So, yes, there were some good ideas used in the writing, there was a vision there that was distinct, but on the other hand, some of the execution of that vision was a little too direct. That wasn't what made it great.

What made this episode so good was the direction, and especially the fact that it was a single arc of suspence with only a little oscillation whenever Rose was nearly killed.

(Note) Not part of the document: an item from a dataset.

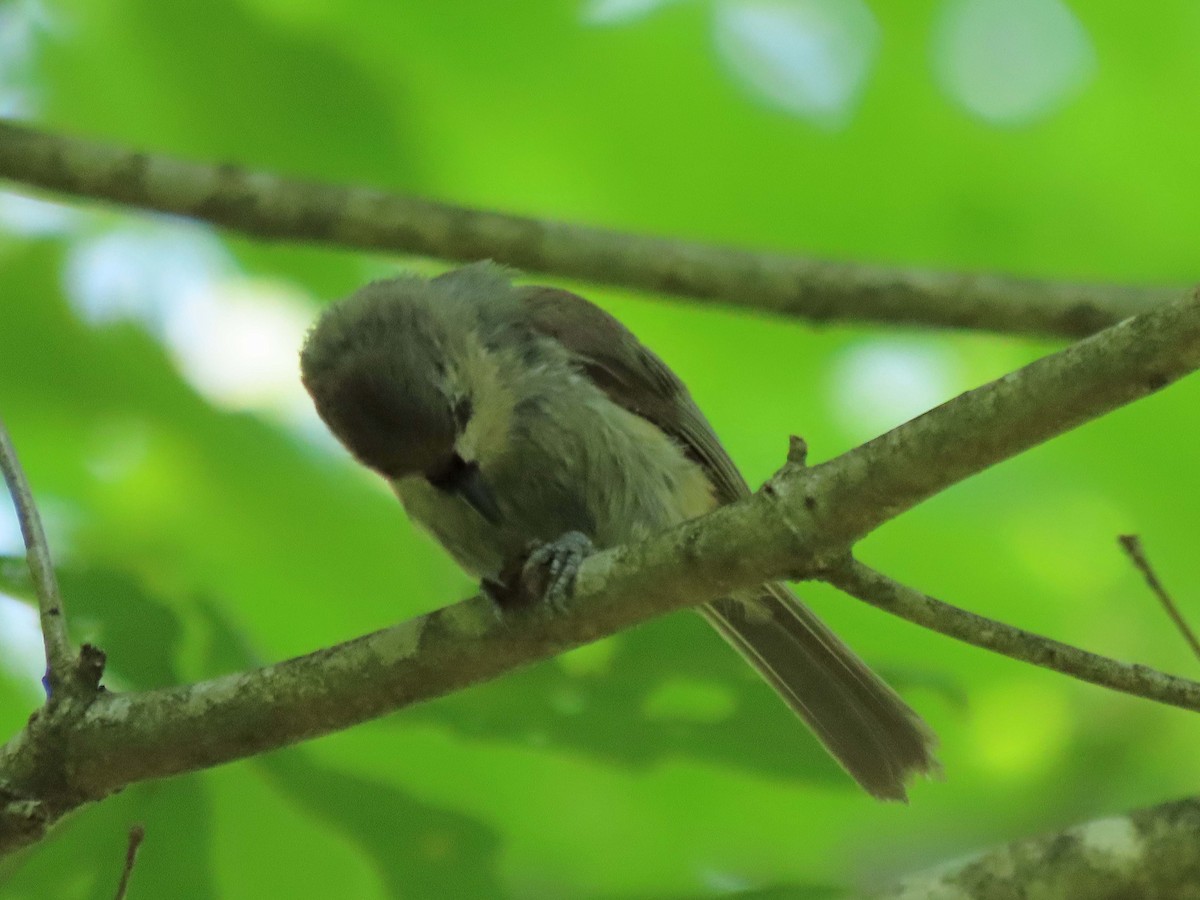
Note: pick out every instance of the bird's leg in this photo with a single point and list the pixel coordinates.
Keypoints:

Imagine suspence as a graph of a wave-form: on the X axis, there is the amount of time that has passed since the start of the story. On the Y axis is the fear and tenseness induced in the audience - zero is no tension,the highest point of the visible axis is the point where you hide behind the proverbial sofa. There are really two basic approaches to suspense in visual media: you get short, repeated waves, rising more or less slowly to a peak and then dropping off sharply to close to zero as the latest scare turns out not to have been deadly at all (it has to drop off sharply to induce a feeling of relief, otherwise the audience experiences anti-climax); or, more commonly in movies after 1970, you get a single, slooooooow rise, and a single sharp dropoff. "Dalek", masterfully, combined the best of both approaches: tension built sloooooowly, but as the sounds of Rose being shot were heard in Van Statten's control room, tension dropped only slightly as Rose turned out to be alive but still trapped with a deranged Dalek. It then continued to rise to a new peak with the Doctor's search for a usable BFG from Van Statten's collection, culminating in his aiming said BFG at the weakened, self-doubting Dalek right through Rose. Even after that, there was still uncertainty about what the Dalek would actually do. After all, it was crazy by any standard including its own.
Time flew watching this episode. Best so far. Even with the cheesy self-destruct sequence.